Il utilise une composition simple  : une courte notice sur la carrière de chacun, un récit retraçant les grandes phases et les moments forts de celle-ci, une description de leur style propre, avec d’abondantes illustrations.
Du classique à première vue…

ILS SONT VIVANTS

Mais l’enchantement de ce livre tient à la faculté qu’a l’auteur de ressusciter le football du passé.

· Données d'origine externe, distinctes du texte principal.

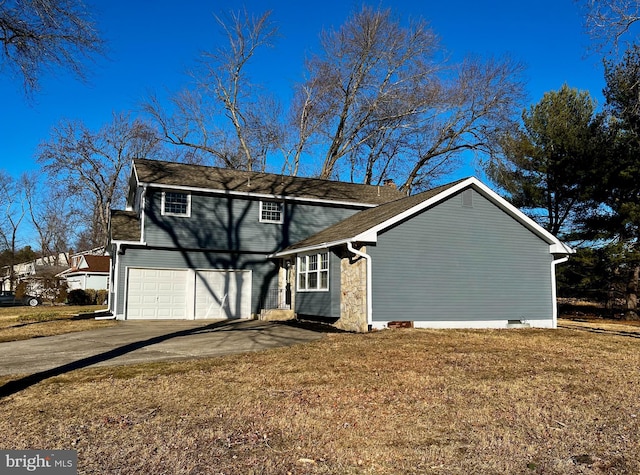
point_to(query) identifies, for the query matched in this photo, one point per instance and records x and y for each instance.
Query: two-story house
(201, 242)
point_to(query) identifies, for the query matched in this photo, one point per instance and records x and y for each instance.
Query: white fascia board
(367, 235)
(555, 244)
(315, 247)
(250, 194)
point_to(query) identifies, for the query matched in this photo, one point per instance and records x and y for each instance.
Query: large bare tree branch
(42, 35)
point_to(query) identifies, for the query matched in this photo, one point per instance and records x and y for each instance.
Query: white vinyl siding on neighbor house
(176, 204)
(271, 212)
(313, 272)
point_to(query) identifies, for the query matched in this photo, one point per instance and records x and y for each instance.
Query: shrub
(78, 297)
(87, 297)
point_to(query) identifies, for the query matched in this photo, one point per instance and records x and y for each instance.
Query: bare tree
(50, 215)
(225, 117)
(607, 22)
(12, 213)
(39, 35)
(381, 100)
(90, 167)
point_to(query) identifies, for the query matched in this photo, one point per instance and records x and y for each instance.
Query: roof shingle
(125, 226)
(224, 179)
(367, 219)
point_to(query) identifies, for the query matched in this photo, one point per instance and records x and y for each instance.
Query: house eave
(306, 249)
(251, 194)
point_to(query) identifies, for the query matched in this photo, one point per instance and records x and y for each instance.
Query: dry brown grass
(398, 401)
(22, 323)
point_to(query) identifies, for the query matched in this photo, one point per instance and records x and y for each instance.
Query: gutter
(367, 258)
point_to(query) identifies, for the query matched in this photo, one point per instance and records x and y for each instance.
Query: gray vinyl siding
(460, 263)
(324, 304)
(233, 223)
(264, 272)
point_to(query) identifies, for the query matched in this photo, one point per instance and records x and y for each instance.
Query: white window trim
(280, 221)
(184, 215)
(307, 272)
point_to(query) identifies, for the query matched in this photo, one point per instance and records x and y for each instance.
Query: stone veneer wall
(353, 297)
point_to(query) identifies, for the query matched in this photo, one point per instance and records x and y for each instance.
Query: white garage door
(223, 294)
(157, 294)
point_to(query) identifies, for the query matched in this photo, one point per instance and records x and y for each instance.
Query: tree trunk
(632, 294)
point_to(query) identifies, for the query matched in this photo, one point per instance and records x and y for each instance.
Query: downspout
(367, 258)
(143, 205)
(554, 297)
(112, 302)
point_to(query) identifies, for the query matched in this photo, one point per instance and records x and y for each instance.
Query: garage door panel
(157, 294)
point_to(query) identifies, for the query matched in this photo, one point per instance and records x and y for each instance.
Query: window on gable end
(271, 212)
(313, 272)
(176, 204)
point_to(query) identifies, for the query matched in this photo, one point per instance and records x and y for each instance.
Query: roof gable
(365, 225)
(205, 178)
(125, 226)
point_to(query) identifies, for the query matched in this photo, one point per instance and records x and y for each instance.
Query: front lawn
(389, 402)
(22, 323)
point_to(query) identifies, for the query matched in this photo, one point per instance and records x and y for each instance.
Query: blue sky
(151, 44)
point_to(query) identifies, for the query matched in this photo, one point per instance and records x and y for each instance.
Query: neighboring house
(87, 272)
(204, 242)
(33, 273)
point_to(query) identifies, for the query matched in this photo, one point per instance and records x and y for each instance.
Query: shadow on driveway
(213, 339)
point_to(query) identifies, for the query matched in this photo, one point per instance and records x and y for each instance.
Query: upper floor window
(313, 272)
(176, 204)
(271, 212)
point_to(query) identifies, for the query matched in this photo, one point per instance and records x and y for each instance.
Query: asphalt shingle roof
(369, 218)
(224, 179)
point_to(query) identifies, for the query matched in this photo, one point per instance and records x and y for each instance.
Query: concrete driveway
(146, 341)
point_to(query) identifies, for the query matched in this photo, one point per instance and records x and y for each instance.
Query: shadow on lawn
(25, 382)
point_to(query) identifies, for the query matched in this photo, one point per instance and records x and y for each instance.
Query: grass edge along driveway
(395, 401)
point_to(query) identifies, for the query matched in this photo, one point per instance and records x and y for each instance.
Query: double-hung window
(271, 212)
(176, 204)
(313, 272)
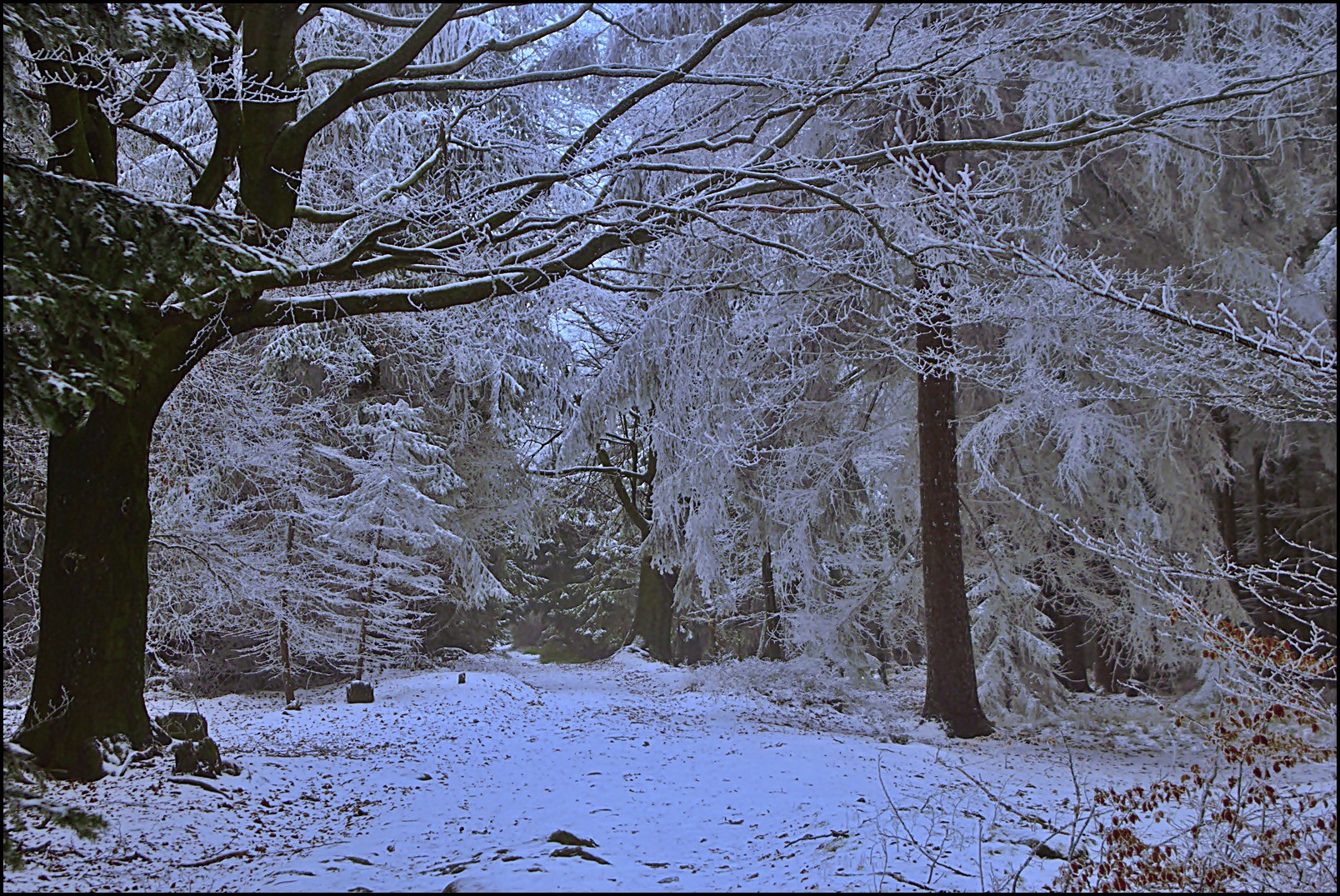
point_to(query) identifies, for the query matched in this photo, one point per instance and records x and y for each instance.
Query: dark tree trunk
(94, 593)
(88, 682)
(1068, 635)
(656, 606)
(1103, 673)
(950, 670)
(769, 644)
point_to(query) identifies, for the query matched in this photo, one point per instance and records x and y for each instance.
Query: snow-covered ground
(713, 780)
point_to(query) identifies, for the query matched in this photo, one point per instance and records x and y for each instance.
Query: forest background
(998, 339)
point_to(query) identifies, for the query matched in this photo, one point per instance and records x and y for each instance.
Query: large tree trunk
(94, 593)
(1068, 633)
(656, 604)
(88, 682)
(950, 670)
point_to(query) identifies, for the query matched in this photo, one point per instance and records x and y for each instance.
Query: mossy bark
(88, 679)
(950, 671)
(654, 609)
(90, 674)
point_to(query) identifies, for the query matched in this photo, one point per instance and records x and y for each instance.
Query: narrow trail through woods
(678, 787)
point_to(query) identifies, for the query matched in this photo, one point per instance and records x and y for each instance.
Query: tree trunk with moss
(654, 609)
(88, 681)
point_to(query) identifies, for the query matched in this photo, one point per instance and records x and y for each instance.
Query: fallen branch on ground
(231, 853)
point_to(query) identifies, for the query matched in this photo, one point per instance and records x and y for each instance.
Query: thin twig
(207, 785)
(231, 853)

Avec lui, nous entendons à nouveau les clameurs de stades aujourd’hui disparus (Colombes, l’ancien Parc des Princes). Nous suivons les actions sur le terrain de clubs ayant tenu le haut du pavé  : Red Star, CO Roubaix-Tourcoing, Racing Club de Paris…

Nous revivons des matches où ces grands gardiens ont accompli leurs exploits  : un France-Italie de 1937 où, en état de grâce, Laurent Di Lorto fait «  le match de sa vie  », arrachant (presque) à lui seul le mach nul à l’Italie, alors détentrice du titre mondial. Ou encore un match du tournoi de Paris 1960 entre le FC Santos et le Racing, au cours duquel le Brésilien Gilmar dans ses buts est au diapason des «  tabellas  » de Pelé-Coutinho ou des tirs de Pépé.

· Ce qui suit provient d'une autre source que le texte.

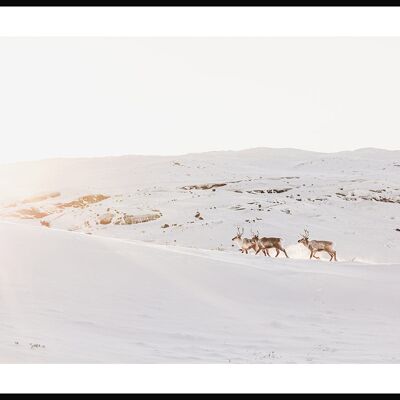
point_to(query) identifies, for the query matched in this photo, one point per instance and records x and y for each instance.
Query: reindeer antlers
(306, 234)
(240, 233)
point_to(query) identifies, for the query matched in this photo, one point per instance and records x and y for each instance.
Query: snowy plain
(82, 282)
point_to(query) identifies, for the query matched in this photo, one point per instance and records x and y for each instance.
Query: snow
(82, 292)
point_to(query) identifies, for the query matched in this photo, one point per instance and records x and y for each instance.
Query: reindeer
(316, 246)
(244, 244)
(264, 243)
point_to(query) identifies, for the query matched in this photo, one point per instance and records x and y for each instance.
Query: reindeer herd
(265, 243)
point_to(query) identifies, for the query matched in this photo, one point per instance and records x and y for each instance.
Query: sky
(76, 97)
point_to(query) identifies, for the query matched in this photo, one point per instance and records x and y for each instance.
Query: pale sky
(111, 96)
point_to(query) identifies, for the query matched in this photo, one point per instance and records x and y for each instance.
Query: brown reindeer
(264, 243)
(244, 244)
(316, 246)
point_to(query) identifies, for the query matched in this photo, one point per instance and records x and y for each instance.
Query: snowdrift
(68, 297)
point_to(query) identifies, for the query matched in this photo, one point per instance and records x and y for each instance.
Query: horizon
(378, 149)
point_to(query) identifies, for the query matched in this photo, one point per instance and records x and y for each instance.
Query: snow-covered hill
(68, 297)
(138, 263)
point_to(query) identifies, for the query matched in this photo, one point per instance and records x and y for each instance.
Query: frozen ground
(121, 291)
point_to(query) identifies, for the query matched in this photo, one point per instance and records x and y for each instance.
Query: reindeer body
(244, 244)
(315, 246)
(264, 243)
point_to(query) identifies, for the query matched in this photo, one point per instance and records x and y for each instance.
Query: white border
(199, 378)
(200, 21)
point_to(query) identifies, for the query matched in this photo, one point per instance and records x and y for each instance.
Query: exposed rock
(36, 199)
(30, 213)
(204, 186)
(106, 219)
(84, 201)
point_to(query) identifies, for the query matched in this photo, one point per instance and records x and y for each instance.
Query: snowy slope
(100, 287)
(69, 297)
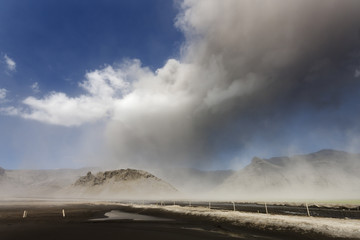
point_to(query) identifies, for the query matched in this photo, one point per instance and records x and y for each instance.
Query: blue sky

Nous sommes spectateurs admiratifs, «  en direct  » et au ralenti, de séquences de jeu où ces personnages réussissent des interventions extraordinaires  : le face-à-face victorieux du soviétique Lev Yachine avec le Chilien Landa lors d’un ¼ de finale du Mondial chilien en 1962. L’arrêt «  impossible  » de l’Anglais Gordon Banks sur une tête de Pelé lors de l’Angleterre-Brésil du groupe III en Coupe du Monde 70 au Mexique.

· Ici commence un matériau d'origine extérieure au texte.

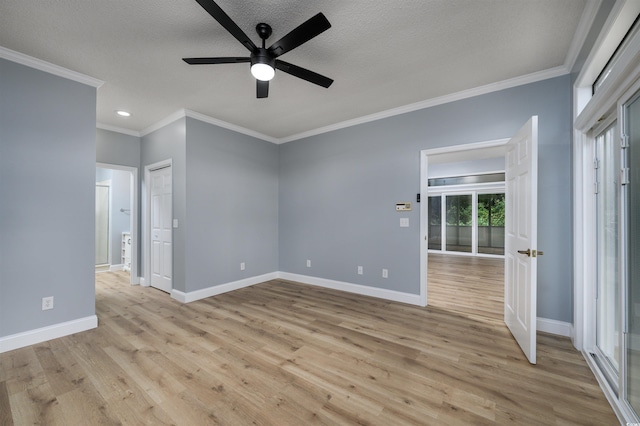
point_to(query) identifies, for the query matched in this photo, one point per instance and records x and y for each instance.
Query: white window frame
(590, 114)
(474, 190)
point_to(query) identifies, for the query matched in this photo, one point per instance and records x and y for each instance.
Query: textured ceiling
(381, 54)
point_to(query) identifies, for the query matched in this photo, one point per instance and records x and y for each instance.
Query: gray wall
(168, 143)
(117, 148)
(47, 207)
(225, 197)
(232, 206)
(338, 190)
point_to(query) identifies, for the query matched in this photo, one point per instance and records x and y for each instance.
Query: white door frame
(135, 276)
(495, 148)
(147, 216)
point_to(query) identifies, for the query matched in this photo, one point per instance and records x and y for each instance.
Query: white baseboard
(381, 293)
(560, 328)
(222, 288)
(39, 335)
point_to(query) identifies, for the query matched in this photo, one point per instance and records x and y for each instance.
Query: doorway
(440, 158)
(521, 251)
(122, 219)
(102, 226)
(159, 226)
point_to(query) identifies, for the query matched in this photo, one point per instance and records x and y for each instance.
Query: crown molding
(229, 126)
(465, 94)
(482, 90)
(117, 129)
(579, 37)
(29, 61)
(164, 122)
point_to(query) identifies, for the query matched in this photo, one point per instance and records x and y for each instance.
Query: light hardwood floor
(468, 284)
(281, 353)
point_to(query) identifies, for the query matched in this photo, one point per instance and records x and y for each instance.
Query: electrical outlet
(47, 303)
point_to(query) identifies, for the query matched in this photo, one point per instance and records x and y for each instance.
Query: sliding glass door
(607, 189)
(631, 130)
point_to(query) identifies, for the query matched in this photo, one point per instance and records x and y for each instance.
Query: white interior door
(521, 223)
(161, 231)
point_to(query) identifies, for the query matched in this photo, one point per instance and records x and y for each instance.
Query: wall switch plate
(403, 207)
(47, 303)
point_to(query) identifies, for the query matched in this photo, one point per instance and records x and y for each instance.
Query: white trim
(381, 293)
(465, 94)
(493, 145)
(134, 201)
(116, 268)
(29, 61)
(117, 129)
(560, 328)
(222, 288)
(164, 122)
(39, 335)
(621, 410)
(586, 21)
(225, 125)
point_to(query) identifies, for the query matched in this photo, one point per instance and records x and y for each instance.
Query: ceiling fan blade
(305, 74)
(262, 89)
(209, 61)
(301, 34)
(223, 19)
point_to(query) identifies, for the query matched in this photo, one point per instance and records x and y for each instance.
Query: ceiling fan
(264, 60)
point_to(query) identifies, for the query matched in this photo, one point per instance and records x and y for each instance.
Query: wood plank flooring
(468, 284)
(281, 353)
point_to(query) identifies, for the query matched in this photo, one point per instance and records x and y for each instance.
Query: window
(435, 223)
(459, 223)
(491, 223)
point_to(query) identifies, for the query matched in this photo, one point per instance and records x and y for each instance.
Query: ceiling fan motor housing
(262, 56)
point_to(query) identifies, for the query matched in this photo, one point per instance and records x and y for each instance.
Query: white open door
(521, 228)
(161, 229)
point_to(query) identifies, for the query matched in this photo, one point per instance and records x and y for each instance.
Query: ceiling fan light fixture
(263, 72)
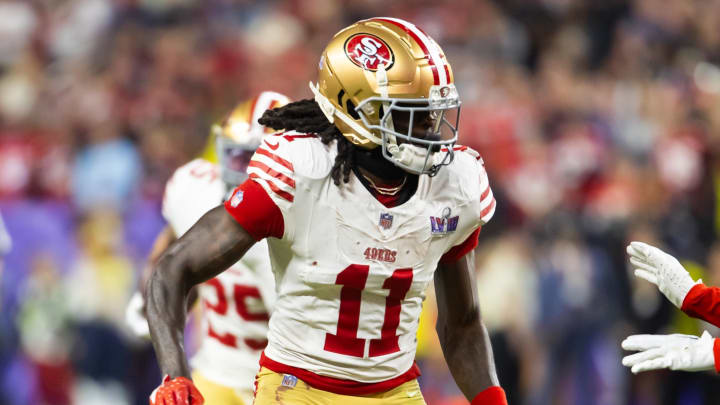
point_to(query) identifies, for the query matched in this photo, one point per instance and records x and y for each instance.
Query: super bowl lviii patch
(236, 199)
(444, 224)
(385, 221)
(289, 380)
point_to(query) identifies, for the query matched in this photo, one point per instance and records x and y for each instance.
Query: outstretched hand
(661, 269)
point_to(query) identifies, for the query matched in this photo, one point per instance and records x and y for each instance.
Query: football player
(363, 201)
(235, 302)
(675, 352)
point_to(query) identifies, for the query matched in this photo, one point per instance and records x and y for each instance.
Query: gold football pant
(270, 390)
(216, 394)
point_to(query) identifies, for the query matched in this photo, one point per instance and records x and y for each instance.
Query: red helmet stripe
(432, 53)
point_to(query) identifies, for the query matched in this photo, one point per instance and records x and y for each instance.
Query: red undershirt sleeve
(462, 249)
(703, 302)
(255, 211)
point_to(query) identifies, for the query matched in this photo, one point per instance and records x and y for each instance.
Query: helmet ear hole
(351, 109)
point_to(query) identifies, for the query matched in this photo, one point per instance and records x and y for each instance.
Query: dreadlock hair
(307, 117)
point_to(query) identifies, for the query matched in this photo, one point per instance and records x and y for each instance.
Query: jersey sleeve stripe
(267, 169)
(276, 158)
(274, 188)
(488, 212)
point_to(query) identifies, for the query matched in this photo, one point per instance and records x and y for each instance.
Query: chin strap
(410, 157)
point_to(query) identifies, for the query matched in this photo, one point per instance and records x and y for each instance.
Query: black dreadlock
(307, 117)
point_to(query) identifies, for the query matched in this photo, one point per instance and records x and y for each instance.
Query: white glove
(135, 317)
(675, 352)
(661, 269)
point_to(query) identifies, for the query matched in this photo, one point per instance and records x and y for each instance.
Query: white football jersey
(236, 303)
(351, 273)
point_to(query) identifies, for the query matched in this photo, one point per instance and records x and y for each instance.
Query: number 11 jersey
(351, 273)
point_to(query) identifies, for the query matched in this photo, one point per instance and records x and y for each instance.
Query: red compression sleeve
(462, 249)
(491, 396)
(255, 211)
(703, 302)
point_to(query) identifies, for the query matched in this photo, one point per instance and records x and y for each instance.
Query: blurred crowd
(597, 121)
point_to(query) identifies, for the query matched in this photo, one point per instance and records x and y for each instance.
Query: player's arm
(212, 245)
(463, 336)
(671, 278)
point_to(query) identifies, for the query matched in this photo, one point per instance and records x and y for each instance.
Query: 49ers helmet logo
(368, 51)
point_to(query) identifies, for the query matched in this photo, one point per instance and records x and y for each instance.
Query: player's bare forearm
(463, 337)
(212, 245)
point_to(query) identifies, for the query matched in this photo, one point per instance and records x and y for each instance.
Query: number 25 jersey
(351, 273)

QU’ONT-ILS DE PLUS QUE LES AUTRES  ?

Mais ce livre n’est pas (seulement) nostalgique  : c’est pour offrir aux hommes du présent ce qui se fait de mieux à ce poste que l’auteur analyse de façon très précise et technique. Il sait nous parler des caractéristiques techniques majeures du style de chacun, le point fort qui le rend exceptionnel, les facettes de ce poste qu’ils ont mises en valeur, pour lesquelles ils ont parfois été des «  inventeurs  ».
Ainsi, présentant l’Espagnol Ricardo Zamora, «  El Divino  », premier gardien de l’histoire à être célébré à l’échelle internationale dans l’entre-deux-guerres, adulé dans son pays comme les toreros  : «  Et comment s’en étonner quand tout en lui, style spectaculaire, inspiration, aisance et élégance raffinée devant le danger, évoque l’art incomparable des maîtres du ruedo!  »  ; le Français Julien Da Rui qui, dans sa longue carrière (1935-1956), a apporté le sens de la relance offensive grâce à sa technique sûre au pied. Ou encore le style aérien incomparable de Rudi Hiden, du «  Wunderteam  » autrichien jusqu’à son transfert au RC Paris (le professionnalisme naissant en France) et ses sélections en équipe de France après sa naturalisation, dans l’avant-guerre.
Dans ce Panthéon, P. Robrieux place un «  dieu  » au-dessus des autres. Il est obligé de dire que Lev Yachine est peut-être le meilleur gardien de l’histoire, mais on sent qu’il a un faible pour René Vignal, gardien dans l’après-guerre au Racing et en sélection, le maître du plongeon (à risques souvent  !), surnommé «  Le Français volant  » par les Anglais, après un match contre l’Ecosse qui les a éblouis en 1949  : «  …envolé dans un plongeon qui semblait n’en plus finir, il nous communiquait alors un sentiment de plaisir: il arrêtait le ballon et le temps. C’était magnifique  ».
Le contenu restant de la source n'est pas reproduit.